It seems that peer already connected are not recognized and so are recreated

I have no idea why... if i well understand the code, rtcache would be a way to stop such problem... or a fix in code to recognize already created peers...

I remember rtcachefriend is a problem ( but i don't remember why ) so i hesitate to reactivate it...

I just made tests with rtcachefriend enabled and it seems to stop the leakage....

Can somebody give me reasons to keep rtcachefriend activated? Or better, find a fix for chan_sip.c

By: David Woolley (davidw) 2011-06-17 05:48:25.850-0500

It looks like this was closed by a bug in the repository automation/JIRA interface.  The repository seems to have closed it as the result of committing a completely different issue.

By: daren ferreira (daren) 2011-06-17 06:54:24.528-0500

How to reopen this issue because that's a real issue.

Normally you shouldn't have to enable rtcachefriends not to get memory leak...

By: daren ferreira (daren) 2011-07-01 07:17:49.416-0500

Do somebody have an idea on how to solve the problem?
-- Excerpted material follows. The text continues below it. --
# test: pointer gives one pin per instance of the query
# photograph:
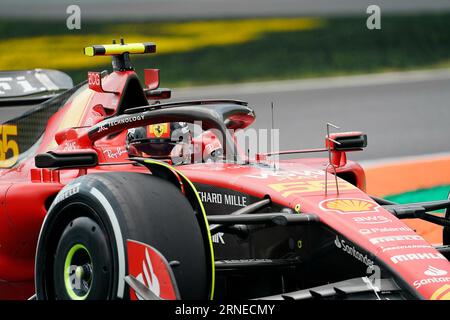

Is there any developper on this issue?

Or maybe that's considered as a normal behaviour... even if i doubt that rtcachefriend is mandatory when using realtime in order not to have a memory leak...

By: Walter Doekes (wdoekes) 2011-07-01 18:20:01.493-0500

Ok. So you've concluded that setting rtcachefriend=yes solves the leak. That's valuable.

I fixed that exact same problem in https://issues.asterisk.org/jira/browse/ASTERISK-17510 which is rolled out in the 1.8 branch first in 1.8.5-rc1 (look for "Don't link non-cached realtime peers" in the ChangeLog).

So.. try that version and see if it helps.

By: daren ferreira (daren) 2011-07-28 09:42:08.839-0500

It seems to work with 1.8.5.0 but 1.8.5.0 has a new, and worse problem, so i'll have to do a rollback and open a new issue.

Thank you for your help !